### Upcoming Talks

#### Vorstellungsvortrag im Rahmen des Habilitationsverfahrens

**Title:**Topological aspects of random discrete objects

**Speaker:**Philipp Sprüssel (Institut für Diskrete Mathematik)

**Date:**05.12.2022, 16:00 - 17:00

**Room:**Seminar room AE06, Steyrergasse 30/EG

**Abstract:**

Since the seminal work of Erdos and Renyi on random graphs in 1959, random discrete objects have been a source of fascinating results. The most exciting results concern thresholds at which major changes in behaviour of the random model occur, such as planarity, connectedness, or the size of the largest component.

In this talk, we focus on topological aspects and properties of random models. How do topological constraints, such as being embeddable on a specific surface, influence the structure of random graphs? What behaviour do higher-dimensional random models, such as random simplicial complexes, exhibit with respect to fundamental properties such as connectedness?

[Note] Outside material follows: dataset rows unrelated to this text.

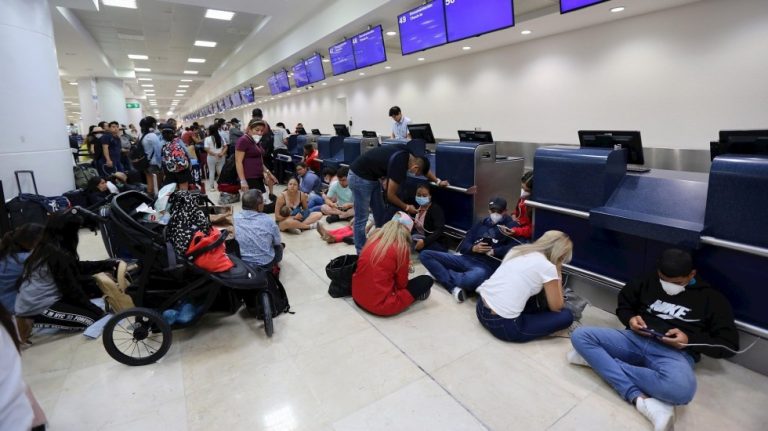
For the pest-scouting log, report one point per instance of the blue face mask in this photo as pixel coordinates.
(422, 200)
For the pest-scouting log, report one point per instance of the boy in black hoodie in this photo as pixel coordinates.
(668, 314)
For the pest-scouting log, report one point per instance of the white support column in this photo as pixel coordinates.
(112, 100)
(31, 111)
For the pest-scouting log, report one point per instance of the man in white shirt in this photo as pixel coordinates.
(400, 126)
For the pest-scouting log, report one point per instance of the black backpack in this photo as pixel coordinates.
(138, 157)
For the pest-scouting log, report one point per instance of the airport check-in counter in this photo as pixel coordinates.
(620, 222)
(475, 175)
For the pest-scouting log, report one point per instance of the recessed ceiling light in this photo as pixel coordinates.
(130, 4)
(219, 14)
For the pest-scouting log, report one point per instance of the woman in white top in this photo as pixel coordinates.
(216, 148)
(523, 299)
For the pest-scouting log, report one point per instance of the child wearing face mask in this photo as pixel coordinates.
(672, 317)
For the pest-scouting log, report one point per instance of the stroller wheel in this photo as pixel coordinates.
(137, 336)
(266, 305)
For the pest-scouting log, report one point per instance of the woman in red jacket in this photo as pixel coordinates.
(380, 284)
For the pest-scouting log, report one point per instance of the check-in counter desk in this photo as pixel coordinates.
(475, 176)
(621, 221)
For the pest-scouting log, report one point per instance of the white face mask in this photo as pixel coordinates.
(672, 289)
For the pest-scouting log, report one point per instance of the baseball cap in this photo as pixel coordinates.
(498, 204)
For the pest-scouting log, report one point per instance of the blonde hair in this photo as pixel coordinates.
(556, 246)
(392, 234)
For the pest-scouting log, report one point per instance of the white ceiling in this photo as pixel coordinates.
(263, 37)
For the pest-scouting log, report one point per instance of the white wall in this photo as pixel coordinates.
(678, 75)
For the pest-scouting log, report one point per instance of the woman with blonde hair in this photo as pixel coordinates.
(380, 284)
(523, 299)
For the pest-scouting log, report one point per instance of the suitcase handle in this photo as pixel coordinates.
(18, 183)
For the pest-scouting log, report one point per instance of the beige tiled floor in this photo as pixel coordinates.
(332, 366)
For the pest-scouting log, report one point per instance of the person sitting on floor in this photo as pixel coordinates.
(523, 299)
(292, 209)
(480, 250)
(429, 222)
(55, 287)
(523, 228)
(15, 248)
(380, 284)
(257, 233)
(671, 317)
(338, 201)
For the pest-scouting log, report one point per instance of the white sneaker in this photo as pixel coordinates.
(661, 414)
(576, 359)
(458, 294)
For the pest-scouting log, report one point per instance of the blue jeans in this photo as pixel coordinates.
(366, 193)
(525, 327)
(636, 365)
(452, 270)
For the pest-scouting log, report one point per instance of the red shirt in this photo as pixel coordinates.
(380, 287)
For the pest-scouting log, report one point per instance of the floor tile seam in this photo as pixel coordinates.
(427, 373)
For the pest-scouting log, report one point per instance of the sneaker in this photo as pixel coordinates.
(458, 294)
(576, 359)
(661, 414)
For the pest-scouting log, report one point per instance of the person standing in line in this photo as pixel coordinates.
(400, 125)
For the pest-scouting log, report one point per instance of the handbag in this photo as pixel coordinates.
(208, 252)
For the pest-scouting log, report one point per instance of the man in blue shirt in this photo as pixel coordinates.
(400, 126)
(257, 233)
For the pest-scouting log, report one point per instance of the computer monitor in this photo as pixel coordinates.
(341, 130)
(422, 131)
(750, 142)
(614, 139)
(475, 136)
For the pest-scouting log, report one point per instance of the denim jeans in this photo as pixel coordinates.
(525, 327)
(636, 365)
(452, 270)
(366, 193)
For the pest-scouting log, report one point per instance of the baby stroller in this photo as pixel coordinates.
(140, 336)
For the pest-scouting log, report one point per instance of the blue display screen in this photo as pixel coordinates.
(571, 5)
(342, 57)
(369, 48)
(314, 67)
(272, 82)
(468, 18)
(282, 81)
(246, 94)
(422, 28)
(300, 74)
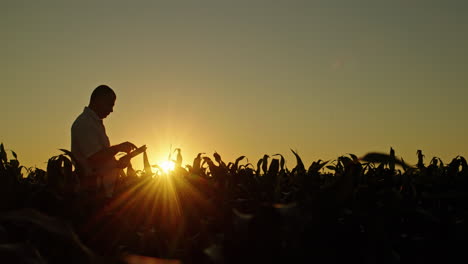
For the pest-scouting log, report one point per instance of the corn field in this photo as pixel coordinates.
(370, 209)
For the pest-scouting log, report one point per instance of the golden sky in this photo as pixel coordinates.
(250, 78)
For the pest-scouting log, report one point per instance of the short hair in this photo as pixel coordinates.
(101, 91)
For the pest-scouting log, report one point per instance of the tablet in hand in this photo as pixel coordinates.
(136, 152)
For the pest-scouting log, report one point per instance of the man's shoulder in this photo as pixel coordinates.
(81, 120)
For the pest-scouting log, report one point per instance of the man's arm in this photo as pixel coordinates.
(107, 154)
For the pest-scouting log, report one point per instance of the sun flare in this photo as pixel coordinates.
(167, 166)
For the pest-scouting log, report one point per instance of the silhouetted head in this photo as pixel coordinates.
(102, 101)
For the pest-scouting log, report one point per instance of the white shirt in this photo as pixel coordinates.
(88, 136)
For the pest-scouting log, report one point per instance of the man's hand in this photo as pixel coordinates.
(126, 147)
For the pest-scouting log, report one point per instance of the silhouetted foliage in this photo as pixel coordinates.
(372, 209)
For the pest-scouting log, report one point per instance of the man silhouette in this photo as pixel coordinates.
(98, 168)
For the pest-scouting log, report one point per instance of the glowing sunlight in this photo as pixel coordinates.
(167, 166)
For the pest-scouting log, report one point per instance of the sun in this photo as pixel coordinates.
(167, 166)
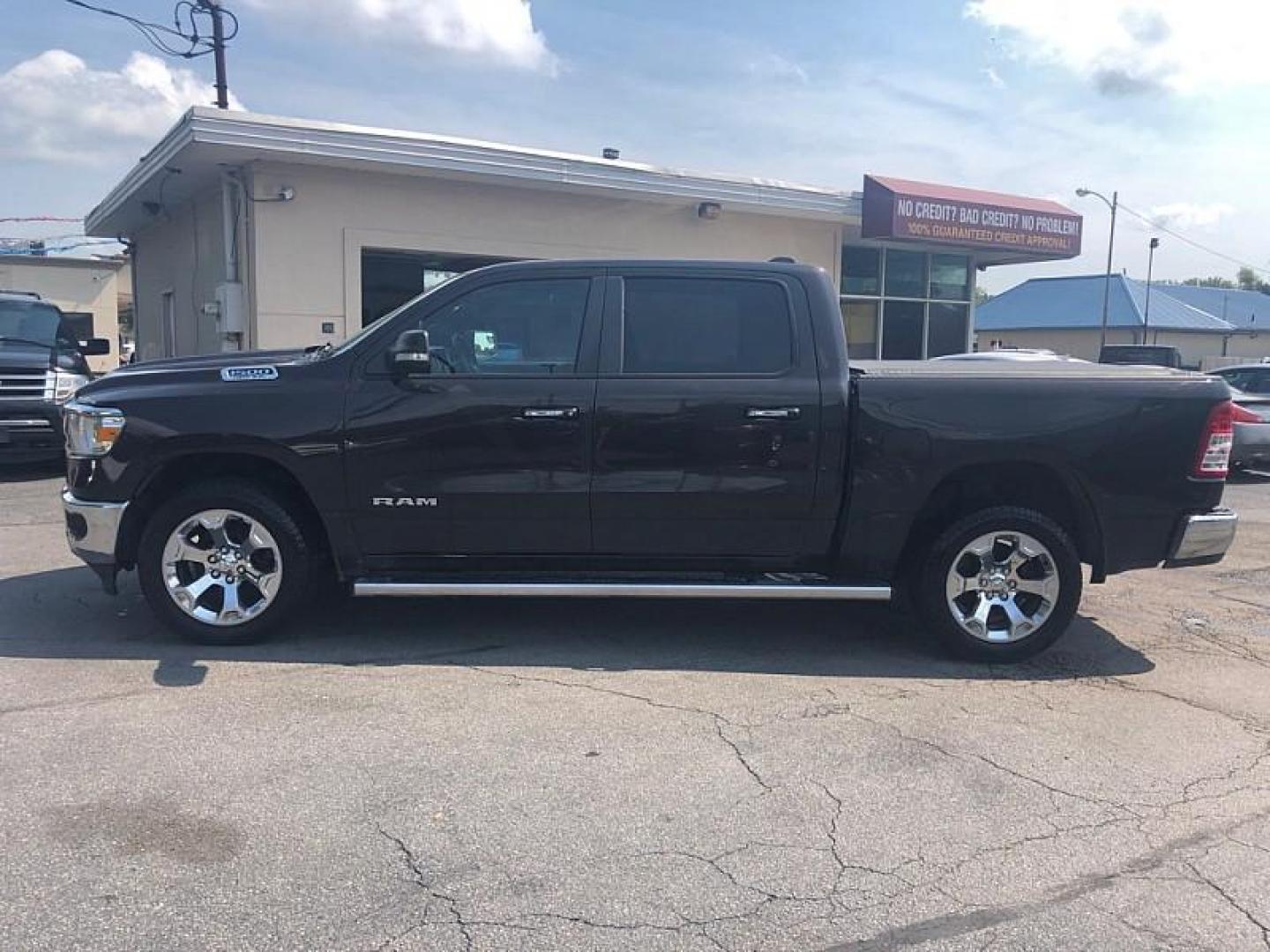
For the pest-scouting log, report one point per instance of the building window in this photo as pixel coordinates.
(906, 273)
(862, 323)
(903, 305)
(862, 271)
(79, 323)
(946, 329)
(950, 277)
(902, 331)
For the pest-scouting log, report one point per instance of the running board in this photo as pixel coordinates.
(608, 589)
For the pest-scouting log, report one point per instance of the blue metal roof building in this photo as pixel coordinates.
(1249, 310)
(1072, 302)
(1209, 325)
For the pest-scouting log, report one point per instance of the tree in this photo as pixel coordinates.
(1249, 280)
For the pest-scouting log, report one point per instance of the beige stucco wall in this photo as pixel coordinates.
(182, 251)
(1072, 343)
(306, 253)
(72, 286)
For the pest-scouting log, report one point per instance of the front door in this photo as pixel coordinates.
(490, 452)
(707, 418)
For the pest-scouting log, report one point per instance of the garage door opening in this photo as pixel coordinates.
(392, 279)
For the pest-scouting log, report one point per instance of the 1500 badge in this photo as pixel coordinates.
(233, 375)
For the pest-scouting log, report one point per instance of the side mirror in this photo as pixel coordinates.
(409, 355)
(95, 346)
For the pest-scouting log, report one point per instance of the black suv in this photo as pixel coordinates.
(41, 367)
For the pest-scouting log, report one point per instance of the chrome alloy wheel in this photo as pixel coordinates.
(221, 568)
(1002, 587)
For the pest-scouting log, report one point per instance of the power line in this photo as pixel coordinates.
(155, 33)
(1177, 235)
(185, 29)
(40, 217)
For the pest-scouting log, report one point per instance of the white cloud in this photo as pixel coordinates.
(1189, 215)
(773, 66)
(55, 108)
(1132, 46)
(499, 31)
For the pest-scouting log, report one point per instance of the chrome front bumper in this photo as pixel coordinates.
(1203, 539)
(92, 528)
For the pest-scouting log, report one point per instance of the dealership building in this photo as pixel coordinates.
(256, 231)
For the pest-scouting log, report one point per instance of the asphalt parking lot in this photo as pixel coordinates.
(631, 776)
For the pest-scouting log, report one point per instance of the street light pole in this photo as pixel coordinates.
(1151, 260)
(222, 88)
(1106, 283)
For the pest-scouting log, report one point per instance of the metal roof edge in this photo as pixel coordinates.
(459, 156)
(179, 136)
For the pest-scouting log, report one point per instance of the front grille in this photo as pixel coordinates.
(26, 385)
(26, 424)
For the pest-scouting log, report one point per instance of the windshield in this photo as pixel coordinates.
(34, 322)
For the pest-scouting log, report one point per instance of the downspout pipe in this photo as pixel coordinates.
(230, 297)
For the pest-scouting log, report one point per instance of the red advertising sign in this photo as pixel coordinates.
(917, 211)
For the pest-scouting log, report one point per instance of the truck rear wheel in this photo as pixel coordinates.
(224, 562)
(1001, 584)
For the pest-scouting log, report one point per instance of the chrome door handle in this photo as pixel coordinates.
(549, 413)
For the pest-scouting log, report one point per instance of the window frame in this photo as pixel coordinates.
(882, 297)
(619, 323)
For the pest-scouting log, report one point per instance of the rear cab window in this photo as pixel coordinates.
(689, 325)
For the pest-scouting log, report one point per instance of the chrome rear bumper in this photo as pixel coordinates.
(1203, 539)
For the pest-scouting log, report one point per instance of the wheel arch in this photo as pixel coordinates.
(188, 469)
(1029, 485)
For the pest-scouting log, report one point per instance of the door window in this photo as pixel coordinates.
(524, 328)
(706, 325)
(902, 331)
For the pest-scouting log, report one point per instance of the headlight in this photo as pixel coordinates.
(90, 430)
(65, 383)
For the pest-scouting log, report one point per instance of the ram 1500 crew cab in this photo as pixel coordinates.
(640, 429)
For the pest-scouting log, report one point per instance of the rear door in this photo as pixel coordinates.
(707, 417)
(490, 452)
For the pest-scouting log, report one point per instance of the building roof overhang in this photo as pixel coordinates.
(205, 141)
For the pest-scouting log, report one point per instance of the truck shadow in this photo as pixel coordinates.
(31, 472)
(64, 614)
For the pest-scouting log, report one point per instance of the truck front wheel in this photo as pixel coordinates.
(222, 562)
(1002, 584)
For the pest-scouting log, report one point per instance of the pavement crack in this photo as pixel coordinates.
(719, 720)
(423, 881)
(1229, 900)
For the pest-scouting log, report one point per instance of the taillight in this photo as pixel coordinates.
(1213, 460)
(1240, 414)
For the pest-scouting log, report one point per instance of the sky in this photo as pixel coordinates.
(1165, 101)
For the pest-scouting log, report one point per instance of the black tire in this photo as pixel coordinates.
(931, 597)
(253, 502)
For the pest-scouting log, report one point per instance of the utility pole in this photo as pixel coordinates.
(1106, 283)
(1151, 262)
(222, 88)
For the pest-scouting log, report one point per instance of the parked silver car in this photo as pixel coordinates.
(1250, 389)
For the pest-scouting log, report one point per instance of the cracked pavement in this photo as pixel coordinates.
(631, 775)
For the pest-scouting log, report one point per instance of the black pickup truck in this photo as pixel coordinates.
(658, 429)
(41, 367)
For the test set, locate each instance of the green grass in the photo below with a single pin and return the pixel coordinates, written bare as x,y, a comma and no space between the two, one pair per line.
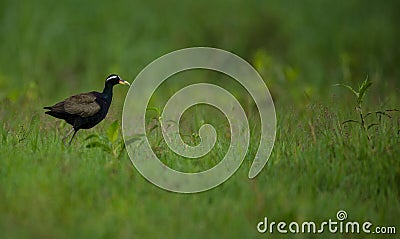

#### Combinatorics Seminar (CHANGED DATE)

**Title:**Degree sequences of random uniform hypergraphs

**Speaker:**Tamás Makai (LMU München)

**Date:**Friday 2nd December 12:15

**Room:**AE06 Steyrergasse 30, EG / Webex

**Abstract:**

Consider the probability that a random graph selected uniformly from the set of $r$-uniform hypergraphs with $n$ vertices and $m$ edges, has a given degree sequence. Previously the value of this probability has been investigated by Kamčev, Liebenau and Wormald, where they examined degree sequences from very sparse to moderately dense hypergraphs when $r=o\left(n^{1/4}\right)$ and the variation of the degrees is small, but exceeds the typical degree variation in random hypergraphs.

We extend their results, by establishing this result for dense hypergraphs, which hold for any value of $r$ and allow for a greater variation on the degrees.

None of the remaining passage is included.